The home, a 1926 Dutch Colonial, is located in a historic overlay zone that provides more stringent design standards for property owners who wish to remodel or build a new home.

The owners of the house want to remove the Dutch Colonial and replace it with a new home that is 74 feet wide.

Anyone who wants to remove or demolish a home in the overlay zone must first go before the city’s Historical Commission, then get the planning director’s approval.

The commission is purely an advisory board. In this case, the board recommended the city reject the proposal, citing the width of the house.

But planning director Allan Giffen later decided to approve the property owner’s plan. He said the proposed home meets all the city’s standards.

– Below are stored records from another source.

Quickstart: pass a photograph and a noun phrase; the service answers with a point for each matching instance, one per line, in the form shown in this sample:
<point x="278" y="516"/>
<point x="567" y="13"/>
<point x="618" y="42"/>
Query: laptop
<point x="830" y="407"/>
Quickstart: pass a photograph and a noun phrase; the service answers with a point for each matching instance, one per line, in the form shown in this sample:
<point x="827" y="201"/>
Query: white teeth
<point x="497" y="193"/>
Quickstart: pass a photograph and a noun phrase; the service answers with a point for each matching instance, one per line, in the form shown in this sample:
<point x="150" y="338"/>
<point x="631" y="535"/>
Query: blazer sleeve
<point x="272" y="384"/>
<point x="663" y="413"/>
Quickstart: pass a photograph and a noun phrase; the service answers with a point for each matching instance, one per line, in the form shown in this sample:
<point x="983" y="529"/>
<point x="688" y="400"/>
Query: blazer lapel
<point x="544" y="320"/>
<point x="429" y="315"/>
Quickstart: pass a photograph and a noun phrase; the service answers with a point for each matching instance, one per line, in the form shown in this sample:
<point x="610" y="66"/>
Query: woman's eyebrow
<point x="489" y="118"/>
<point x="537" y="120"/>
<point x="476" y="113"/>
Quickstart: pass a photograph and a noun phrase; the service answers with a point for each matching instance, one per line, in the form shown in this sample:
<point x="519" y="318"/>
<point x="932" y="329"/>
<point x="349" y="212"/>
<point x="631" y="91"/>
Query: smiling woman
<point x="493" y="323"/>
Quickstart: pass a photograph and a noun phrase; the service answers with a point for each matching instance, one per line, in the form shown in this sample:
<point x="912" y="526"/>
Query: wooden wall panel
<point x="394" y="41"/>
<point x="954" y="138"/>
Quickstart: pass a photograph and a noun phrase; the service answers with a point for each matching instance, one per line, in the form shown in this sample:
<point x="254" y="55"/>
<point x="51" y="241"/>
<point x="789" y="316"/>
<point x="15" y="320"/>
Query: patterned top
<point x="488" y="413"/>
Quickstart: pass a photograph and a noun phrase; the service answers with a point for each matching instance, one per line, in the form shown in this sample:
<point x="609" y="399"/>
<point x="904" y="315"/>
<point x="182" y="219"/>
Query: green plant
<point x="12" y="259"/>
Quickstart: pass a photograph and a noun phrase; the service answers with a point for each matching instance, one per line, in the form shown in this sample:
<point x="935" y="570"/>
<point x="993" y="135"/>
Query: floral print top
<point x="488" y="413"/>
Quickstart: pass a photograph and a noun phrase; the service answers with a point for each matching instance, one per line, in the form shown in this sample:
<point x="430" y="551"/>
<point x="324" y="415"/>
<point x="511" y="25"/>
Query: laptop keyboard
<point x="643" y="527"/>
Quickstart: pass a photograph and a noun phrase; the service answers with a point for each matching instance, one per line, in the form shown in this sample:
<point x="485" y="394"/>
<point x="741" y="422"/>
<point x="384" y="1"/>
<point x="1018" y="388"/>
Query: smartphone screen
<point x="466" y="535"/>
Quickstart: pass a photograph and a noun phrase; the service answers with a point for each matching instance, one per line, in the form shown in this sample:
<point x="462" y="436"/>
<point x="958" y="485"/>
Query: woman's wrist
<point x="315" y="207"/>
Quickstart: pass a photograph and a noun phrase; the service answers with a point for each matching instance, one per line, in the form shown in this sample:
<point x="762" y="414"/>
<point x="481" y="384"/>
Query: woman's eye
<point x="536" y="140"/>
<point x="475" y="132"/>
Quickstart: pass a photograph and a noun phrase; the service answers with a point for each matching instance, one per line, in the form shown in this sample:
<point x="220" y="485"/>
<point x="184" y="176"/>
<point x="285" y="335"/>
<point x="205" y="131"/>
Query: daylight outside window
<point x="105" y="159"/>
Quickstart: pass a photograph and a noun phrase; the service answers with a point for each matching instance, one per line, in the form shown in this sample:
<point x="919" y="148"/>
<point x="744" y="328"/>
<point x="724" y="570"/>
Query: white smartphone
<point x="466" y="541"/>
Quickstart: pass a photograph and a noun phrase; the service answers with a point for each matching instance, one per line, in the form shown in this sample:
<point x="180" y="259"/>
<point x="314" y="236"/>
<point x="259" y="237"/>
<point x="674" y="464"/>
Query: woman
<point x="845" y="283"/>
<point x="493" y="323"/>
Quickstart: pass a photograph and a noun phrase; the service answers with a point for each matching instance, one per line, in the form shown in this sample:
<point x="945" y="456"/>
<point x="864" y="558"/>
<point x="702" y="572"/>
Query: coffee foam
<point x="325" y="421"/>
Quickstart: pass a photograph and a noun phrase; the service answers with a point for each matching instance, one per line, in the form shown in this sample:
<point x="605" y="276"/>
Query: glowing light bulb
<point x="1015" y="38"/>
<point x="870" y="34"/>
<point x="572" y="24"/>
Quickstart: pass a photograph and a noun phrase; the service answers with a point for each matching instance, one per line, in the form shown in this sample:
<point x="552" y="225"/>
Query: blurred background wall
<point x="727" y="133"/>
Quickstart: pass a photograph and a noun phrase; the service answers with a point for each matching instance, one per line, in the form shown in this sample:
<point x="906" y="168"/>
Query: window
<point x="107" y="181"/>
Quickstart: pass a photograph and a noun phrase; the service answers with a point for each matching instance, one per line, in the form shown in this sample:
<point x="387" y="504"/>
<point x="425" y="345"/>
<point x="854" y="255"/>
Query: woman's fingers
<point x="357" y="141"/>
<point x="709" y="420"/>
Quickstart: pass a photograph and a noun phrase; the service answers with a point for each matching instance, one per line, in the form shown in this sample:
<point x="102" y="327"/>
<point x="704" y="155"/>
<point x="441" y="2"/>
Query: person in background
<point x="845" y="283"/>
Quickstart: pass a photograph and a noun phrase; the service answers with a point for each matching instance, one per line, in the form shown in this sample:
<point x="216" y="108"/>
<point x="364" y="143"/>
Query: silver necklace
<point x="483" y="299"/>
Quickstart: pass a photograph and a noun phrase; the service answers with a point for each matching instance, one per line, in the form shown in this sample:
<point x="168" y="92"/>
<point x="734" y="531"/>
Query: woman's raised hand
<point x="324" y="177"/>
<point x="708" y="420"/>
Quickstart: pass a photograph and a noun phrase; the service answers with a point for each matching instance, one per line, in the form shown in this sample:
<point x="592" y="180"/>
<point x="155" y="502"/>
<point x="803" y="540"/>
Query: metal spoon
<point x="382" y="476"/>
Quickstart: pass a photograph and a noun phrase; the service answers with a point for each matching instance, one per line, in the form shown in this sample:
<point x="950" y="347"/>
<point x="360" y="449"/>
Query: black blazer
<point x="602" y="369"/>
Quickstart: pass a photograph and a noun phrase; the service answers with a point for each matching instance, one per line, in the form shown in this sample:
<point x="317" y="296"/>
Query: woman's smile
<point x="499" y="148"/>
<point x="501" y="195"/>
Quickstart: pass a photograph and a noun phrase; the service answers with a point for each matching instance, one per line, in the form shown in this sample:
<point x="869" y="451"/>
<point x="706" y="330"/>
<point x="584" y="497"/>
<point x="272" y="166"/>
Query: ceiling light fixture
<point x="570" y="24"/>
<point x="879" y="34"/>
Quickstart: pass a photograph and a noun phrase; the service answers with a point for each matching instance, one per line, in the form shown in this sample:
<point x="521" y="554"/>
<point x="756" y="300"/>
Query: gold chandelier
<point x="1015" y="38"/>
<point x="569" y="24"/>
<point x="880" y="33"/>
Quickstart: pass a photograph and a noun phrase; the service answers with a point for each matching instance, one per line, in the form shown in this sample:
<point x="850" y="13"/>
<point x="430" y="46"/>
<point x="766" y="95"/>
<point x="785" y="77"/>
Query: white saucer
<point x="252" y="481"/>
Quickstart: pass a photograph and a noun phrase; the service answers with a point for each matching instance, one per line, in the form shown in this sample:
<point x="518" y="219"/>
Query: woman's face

The authors of the appeal said the proposed home is a violation of the city’s historic preservation goals and policies, and the planning director should have considered the compatibility of the proposed home with the neighboring houses.

Hearing examiner James Driscoll said in his decision that the planning director correctly applied the city’s zoning standards.

He also said that city law does not give the Historical Commission any authority to review new single-family homes slated for construction in overlay zones.

At the time the code was passed, some people were concerned about the commission having the right to review single-family home projects, Giffen said. The thought at the time was that the commission should be concerned with larger projects.

That’s shocking, Steel said.

The commission is supposed to review homes within the zone with some historical value that owners want to move or demolish. The commission also reviews projects in which owners want to convert a single-family into apartments or a clinic.

It makes no sense for them not to also review any new projects that might be built in these zones, she said.

Steel said she has no plans to take the matter any further.

“It’s up to the Historical Commission to determine if they care to give teeth to the understanding, appreciation and cultivation of Everett’s dwindling heritage resources,” Steel said.